- Born: November 7, 1950 (age 75) New York City, U.S.
- Education: Barnard College (B.A. English); Yale School of Drama (attended, no degree)
- Occupation: Arts administrator · Consultant · Educator
- Organizations: Los Angeles County Department of Arts & Culture; Ventura Arts Council; Claremont Graduate University (Center for Business & Management of the Arts)
- Spouse: Allan Miller (m. 1976–present)

= Laura Zucker =

American arts leader and educator (born 1950)

Laura Zucker (born 1950) is an American arts administrator, consultant, and educator.

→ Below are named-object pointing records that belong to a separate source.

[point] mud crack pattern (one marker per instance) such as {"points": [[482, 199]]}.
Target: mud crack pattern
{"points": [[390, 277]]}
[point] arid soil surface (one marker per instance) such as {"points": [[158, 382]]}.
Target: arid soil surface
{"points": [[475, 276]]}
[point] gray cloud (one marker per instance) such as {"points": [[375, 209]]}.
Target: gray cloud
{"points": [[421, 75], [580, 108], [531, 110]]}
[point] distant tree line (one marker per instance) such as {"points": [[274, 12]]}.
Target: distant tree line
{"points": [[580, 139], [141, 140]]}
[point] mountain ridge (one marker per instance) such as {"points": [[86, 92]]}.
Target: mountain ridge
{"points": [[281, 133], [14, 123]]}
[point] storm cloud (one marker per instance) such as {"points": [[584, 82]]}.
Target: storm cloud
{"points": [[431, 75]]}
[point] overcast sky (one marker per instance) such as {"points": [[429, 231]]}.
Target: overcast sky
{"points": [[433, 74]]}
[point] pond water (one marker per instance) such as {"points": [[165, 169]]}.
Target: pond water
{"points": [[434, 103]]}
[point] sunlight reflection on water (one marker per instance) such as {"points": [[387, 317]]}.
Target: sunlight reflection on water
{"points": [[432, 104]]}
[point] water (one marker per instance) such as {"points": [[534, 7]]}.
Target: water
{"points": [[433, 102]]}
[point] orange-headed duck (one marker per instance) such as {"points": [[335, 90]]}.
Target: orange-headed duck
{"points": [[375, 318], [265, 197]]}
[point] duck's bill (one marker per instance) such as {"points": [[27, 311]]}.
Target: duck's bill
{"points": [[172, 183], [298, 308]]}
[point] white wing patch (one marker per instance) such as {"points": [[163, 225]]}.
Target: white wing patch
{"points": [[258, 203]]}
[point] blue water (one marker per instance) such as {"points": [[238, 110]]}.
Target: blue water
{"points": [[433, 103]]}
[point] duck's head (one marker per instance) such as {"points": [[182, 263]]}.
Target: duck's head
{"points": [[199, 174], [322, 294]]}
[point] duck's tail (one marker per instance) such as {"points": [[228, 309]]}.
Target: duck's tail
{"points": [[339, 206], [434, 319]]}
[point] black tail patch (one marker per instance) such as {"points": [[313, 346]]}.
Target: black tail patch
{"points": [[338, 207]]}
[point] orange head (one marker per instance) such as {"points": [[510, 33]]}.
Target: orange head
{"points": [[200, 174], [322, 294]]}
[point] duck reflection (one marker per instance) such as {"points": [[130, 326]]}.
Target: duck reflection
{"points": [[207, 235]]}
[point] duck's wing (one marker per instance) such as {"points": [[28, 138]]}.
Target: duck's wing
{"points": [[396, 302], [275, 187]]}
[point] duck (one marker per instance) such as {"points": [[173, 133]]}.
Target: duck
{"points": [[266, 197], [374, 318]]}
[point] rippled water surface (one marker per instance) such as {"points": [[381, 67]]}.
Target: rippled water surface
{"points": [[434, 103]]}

She served as executive director of the Los Angeles County Arts Commission from 1992 to 2017 and later directed the Center for Business & Management of the Arts at Claremont Graduate University.

== Early life and education ==
Laura Zucker was born in 1950 to film producer Nathan Zucker and Helen Zucker in New York City and grew up in New Rochelle, New York. She earned her Bachelor of Arts degree in English from Barnard College, and later attended the Yale School of Drama in 1972.

== Career ==
In the early to mid 1970s, Zucker was an actor, director, and acting coach in New York City. She moved to Los Angeles in 1974, where she continued to direct and coach.

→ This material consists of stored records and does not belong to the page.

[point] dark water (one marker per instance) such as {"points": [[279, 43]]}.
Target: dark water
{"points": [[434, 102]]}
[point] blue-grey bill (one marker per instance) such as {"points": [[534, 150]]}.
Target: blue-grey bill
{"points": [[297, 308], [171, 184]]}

Zucker was co-founder and producing director of the Back Alley Theatre for 10 years from 1979-1989. During that time, she served as chair of the Associated Theatres of Los Angeles (ATLAS), and participated in negotiations over the Los Angeles County Equity Waiver Plan. In 1991 she was appointed executive director of the Ventura Arts Council.

Zucker was the executive director of the Los Angeles County Arts Commission from 1992 to 2017. As executive director, she administered the county’s arts grant programs and participated in the development of county cultural policy. During her tenure, the commission developed arts-education programs involving 81 public school districts, a strategic plan for cultural equity and inclusion, and the California Cultural Tourism Initiative. Zucker oversaw the $80 million renovation of the Ford Theatres and the development of a paid undergraduate arts internship program with the Getty Trust.

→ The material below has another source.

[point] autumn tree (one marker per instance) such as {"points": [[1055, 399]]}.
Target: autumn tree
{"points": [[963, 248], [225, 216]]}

Zucker served as executive producer of the county’s "Holiday Celebration" and was involved with programming at the Ford Theatres and the county’s free concert series. Following her tenure at the Arts Commission, she continued her work in the arts sector as an independent consultant and as a senior associate with AEA Consulting.

Zucker also was the Director of the Center for Business & Management of the Arts at Claremont Graduate University, where she taught courses on arts organization dynamics and cultural policy.

== Board memberships and honors ==
Zucker has served on various boards including the Music Man Foundation, Grantmakers in the Arts, the Association of Arts Administration Educators, ARTS Inc., and the Southern California Chapter of the International Women’s Forum. She was a founding board member of Arts for LA, which established the Laura Zucker Fellowship for Policy and Research in 2017. She was also a member of the Los Angeles Coalition for Jobs and the Economy.

Zucker received the Selina Roberts Ottum Award from Americans for the Arts in 2017.

== Personal life ==
Zucker has been married to actor and director Allan Miller since 1976. She lives in Sherman Oaks, California.